11/05/2026
Être reconnu, accueilli et soutenu dans la ( SA) difficulté: un vrai sujet
La difficulté vécue est relative et propre à chacun. Il n’y a aucune comparaison à faire et c’est toute la difficulté justement.
Beaucoup en souffrent et se sentent seuls face au degrés de leurs propres épreuves qui par définition sont difficiles sinon cela ne serait pas une épreuve pour eux.
Combien évoquent cette souffrance de ne pas être entendus et reconnus voir soutenus.
Cela n’a rien à voir avec le fait de trouver une solution pour eux car contrairement à ce qu’ils attendent il veulent juste se sentir écoutés et accueillis dans le niveau ( échelle) de la difficulté provoquée par ce qu’ils traversent.
L’accueil n’est pas si simple qu’il n’y paraît car il est facile de penser que cela ne sert à rien étant donné que rien ne peut empêcher ce qui arrive. Quand ils expriment ce qu’ils vivent certains ont peur de passer pour des personnes qui se plaignent, s’apitoyant sur leur sort.

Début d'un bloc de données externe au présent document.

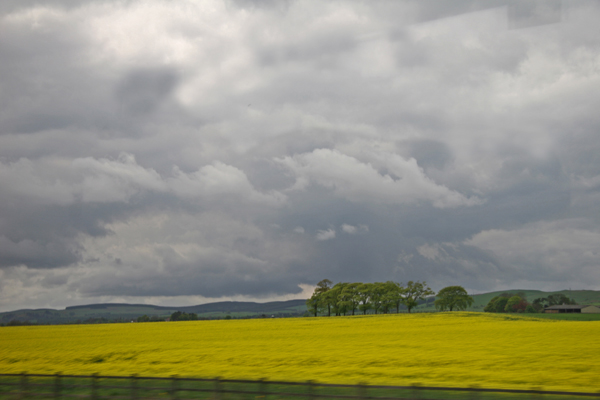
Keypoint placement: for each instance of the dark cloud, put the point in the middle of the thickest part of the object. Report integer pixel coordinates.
(142, 91)
(247, 150)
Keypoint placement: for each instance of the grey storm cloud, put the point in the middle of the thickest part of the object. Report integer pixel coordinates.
(185, 152)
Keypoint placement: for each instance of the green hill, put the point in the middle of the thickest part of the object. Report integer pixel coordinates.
(116, 312)
(480, 300)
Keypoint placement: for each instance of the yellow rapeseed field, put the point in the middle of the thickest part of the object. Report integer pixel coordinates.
(451, 349)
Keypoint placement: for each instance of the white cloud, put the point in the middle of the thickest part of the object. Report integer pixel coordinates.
(326, 234)
(351, 229)
(361, 182)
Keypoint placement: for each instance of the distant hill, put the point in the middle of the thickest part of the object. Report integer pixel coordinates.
(481, 300)
(119, 312)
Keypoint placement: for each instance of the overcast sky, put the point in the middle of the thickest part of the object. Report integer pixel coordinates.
(177, 153)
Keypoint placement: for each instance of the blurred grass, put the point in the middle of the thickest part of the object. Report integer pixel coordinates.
(443, 349)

De plus ils s’exposent au risque de réactions qui les déçoivent et les blessent se sentant alors encore plus seuls qu’avant. La surelativité des uns, l’inquiétude des autres, l’exagération, la pitié, les solutions, la morale, les jolies phrases, l’étonnement et le jugement, l’indifférence, la non inquiétude…
Bref vous l’aurez compris cela ne correspond pas aux attentes de soutien et pourtant cela permet de savoir à ce moment là ce que signifie le réel soutien.
Il est loin d’être nécessaire d’avoir vécue exactement la même épreuve et donc le même niveau de difficulté ( même si c’est plus facile) pour accueillir une épreuve étrangère.
L’exercice est d’accueillir la difficulté ressentie par l’autre même si inexistante ou facile pour soi.
Aucunement besoin d’avoir exactement un vécu personnel identique pour savoir si pour lui ou elle c’est quand même difficile. C’est toute la subtilité.
Cette reconnaissance de la difficulté permet de l’accueillir sans rien faire d’autre et de passer un autre step qui est celui de le/la soutenir, ce qui ne signifie pas agir à sa place.
« Je vois bien que c’est difficile et je suis là. Je suis impuissant mais je te soutiens, c’est très dur ce que tu vis et j’en suis absolument désolée. Je suis là et je crois en toi et je t’encourage. Tu ne me déranges pas avec tes soucis ne t’inquiètes pas avec cela. »
Comment ? En prenant de ses nouvelles, en manifestant sa présence et ses pensées, en respectant ses espaces sans être intrusif ni vouloir être le sauveur ni chercher à empêcher ce que cette personne vit. En étant peut être un peu plus disponible et en lui signifiant simplement que vous êtes là. En l’écoutant quand le besoin de parler est là et en étant là même dans le silence. En prenant soin de lui, d’elle. En lui souriant avec compassion et douceur. En lui facilitant la vie si possible en fonction de ses capacités, en lui changeant les idées, en respectant son silence, son besoin de ressasser ce qui est si dur.
Chacun est différent dans le soutien, difficile de dire comment faire alors voilà la poste de réflexion à avoir pour trouver sa propre sensibilité à sa façon de soutenir.
Posez vous la question de comment vous êtes là à votre façon pour les autres quand ils vivent une épreuve. C’est intéressant d’observer son propre concept de soutien, de facilitateur et comment vous incarnez la présence et la considération.
Observez aussi ce que vous ne recevez pas quand vous êtes vous mêmes en difficulté, ce qui vous manque et blessé le plus de la part des autres à ce moment là, ce que vous aimeriez recevoir.